14.2.3 RBp Unit Specifications

The unit-level specifications contain most of the RBp-specific parameters, although some important ones are also present in the RBpTrial process. Note that the dt parameter should be the same for all unit specs used in a given network. Also, this parameter is copied automatically to the RBpTrial process, which also needs to know the value of this parameter. Thus, the unit spec is the place to change dt, not the trial process.

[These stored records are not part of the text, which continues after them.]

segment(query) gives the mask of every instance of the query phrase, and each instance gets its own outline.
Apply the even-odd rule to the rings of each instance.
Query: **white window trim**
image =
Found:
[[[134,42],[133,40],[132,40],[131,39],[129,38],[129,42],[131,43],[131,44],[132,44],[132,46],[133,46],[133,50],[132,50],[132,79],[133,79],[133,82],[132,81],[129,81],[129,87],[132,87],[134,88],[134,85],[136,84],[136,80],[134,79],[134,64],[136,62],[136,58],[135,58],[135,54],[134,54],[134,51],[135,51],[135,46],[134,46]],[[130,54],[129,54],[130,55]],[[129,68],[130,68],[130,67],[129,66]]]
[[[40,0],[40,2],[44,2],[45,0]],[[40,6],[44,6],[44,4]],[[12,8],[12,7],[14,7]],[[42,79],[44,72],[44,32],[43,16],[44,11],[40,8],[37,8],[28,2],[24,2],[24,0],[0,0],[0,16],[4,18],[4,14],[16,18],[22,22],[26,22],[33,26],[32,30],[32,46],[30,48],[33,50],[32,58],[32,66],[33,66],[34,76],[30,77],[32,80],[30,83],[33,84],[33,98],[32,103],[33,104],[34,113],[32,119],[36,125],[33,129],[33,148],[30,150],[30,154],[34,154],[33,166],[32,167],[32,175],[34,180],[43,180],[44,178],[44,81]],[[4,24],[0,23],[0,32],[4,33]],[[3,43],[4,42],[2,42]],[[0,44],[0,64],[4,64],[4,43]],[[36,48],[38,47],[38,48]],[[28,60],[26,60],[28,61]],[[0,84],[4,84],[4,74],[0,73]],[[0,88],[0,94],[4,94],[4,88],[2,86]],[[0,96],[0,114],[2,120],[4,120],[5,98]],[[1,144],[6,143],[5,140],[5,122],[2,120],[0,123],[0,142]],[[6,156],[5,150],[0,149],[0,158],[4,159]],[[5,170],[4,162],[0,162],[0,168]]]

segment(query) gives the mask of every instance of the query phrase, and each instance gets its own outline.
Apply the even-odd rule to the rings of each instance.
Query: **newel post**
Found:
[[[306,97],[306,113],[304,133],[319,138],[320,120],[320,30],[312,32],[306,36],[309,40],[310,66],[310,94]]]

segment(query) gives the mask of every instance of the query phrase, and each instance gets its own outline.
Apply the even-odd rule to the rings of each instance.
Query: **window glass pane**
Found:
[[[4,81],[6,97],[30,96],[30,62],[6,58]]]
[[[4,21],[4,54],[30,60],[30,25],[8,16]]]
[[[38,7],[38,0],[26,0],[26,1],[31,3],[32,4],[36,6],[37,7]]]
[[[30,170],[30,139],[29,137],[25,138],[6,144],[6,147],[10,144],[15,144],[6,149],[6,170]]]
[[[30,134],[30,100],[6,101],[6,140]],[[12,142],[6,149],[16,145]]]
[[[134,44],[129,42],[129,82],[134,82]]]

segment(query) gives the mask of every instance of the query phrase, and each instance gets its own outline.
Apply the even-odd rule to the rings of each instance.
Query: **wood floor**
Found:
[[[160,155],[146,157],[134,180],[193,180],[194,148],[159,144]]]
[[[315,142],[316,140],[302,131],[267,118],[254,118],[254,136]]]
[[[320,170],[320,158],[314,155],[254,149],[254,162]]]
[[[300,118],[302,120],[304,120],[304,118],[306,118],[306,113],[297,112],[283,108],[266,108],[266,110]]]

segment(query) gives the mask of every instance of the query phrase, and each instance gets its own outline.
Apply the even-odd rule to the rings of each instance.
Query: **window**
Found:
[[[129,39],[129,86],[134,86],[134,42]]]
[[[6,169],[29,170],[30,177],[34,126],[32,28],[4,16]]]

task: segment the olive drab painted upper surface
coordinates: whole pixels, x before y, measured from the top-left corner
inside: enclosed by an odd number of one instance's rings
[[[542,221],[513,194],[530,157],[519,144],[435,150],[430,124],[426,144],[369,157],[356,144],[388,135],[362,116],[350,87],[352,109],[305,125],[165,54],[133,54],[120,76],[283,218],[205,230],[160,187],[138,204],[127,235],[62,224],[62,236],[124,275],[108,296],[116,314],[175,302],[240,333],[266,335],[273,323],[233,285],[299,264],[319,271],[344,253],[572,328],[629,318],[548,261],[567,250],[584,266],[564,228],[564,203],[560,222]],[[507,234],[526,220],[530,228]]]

The unit object in RBp is essentially the same as the BpUnit, except for the addition of variables to hold the previous values of all the state variables, and special circular buffers to hold the entire record of activation state variables over the update trajectory. These are described in greater detail in section 14.2.9 RBp Implementation Details.

float dt
Controls the time-grain of activation settling and error backpropagation as described above. In ACTIVATION mode, the activations are updated towards the raw activation value computed as a sigmoid function of the current net input by an amount proportional to dt:
    u->da = dt * (u->act_raw - u->prv_act);
    u->act = u->prv_act + u->da;
Similarly, in NET_INPUT mode, the net-inputs are moved towards the current raw net input proportional to the size of dt:
    u->da = dt * (u->net - u->prv_net);
    u->net = u->prv_net + u->da;
TimeAvgType time_avg
Controls the type of time-averaging to be performed. ACTIVATION based time-averaging, as shown above, adapts the current activations towards the raw activation based on the current net input, while NET_INPUT based time-averaging, also shown above, adapts the net input towards the current raw value. The latter is generally preferred since it allows networks with large weights to update activations quickly compared to activation-based updates, which have a strict ceiling on the update rate since the maximum activation value is 1, while the maximum net input value is unbounded.
bool soft_clamp
Soft clamping refers to the application of an environmental input to the network as simply an additional term in the unit's net input, as opposed to a hard-clamped pre-determined activation value. Soft clamping allows input units to behave a little more like hidden units, in that raw inputs are only one source of influence on their activation values.
float soft_clamp_gain
A strength multiplier that can be used to set the level of influence that the inputs have in soft-clamp mode. This allows the user to use the same environments for hard and soft clamping, while still giving the soft-clamp values stronger influence on the net input than would be the case if only 0-1 values were being contributed by the external input.
bool teacher_force
A modification of the RBp algorithm where the activation values are "forced" to be as given by the teaching (target) values. Given that the error is backpropagated over a long series of time steps, this can help error on previous time steps be computed as if the later time steps were actually correct, which might help in the bootstrapping of representations that will be appropriate when the network actually is performing correctly.
bool store_states
This flag determines if activity states are stored over time for use in performing a backpropagation through them later. This usually must be true, except in the Almeida-Pineda algorithm, or when just testing the network.
Random initial_act
Sets the parameters for the initialization of activation states at the beginning of a sequence. This state forms the 0th element of the sequence of activations.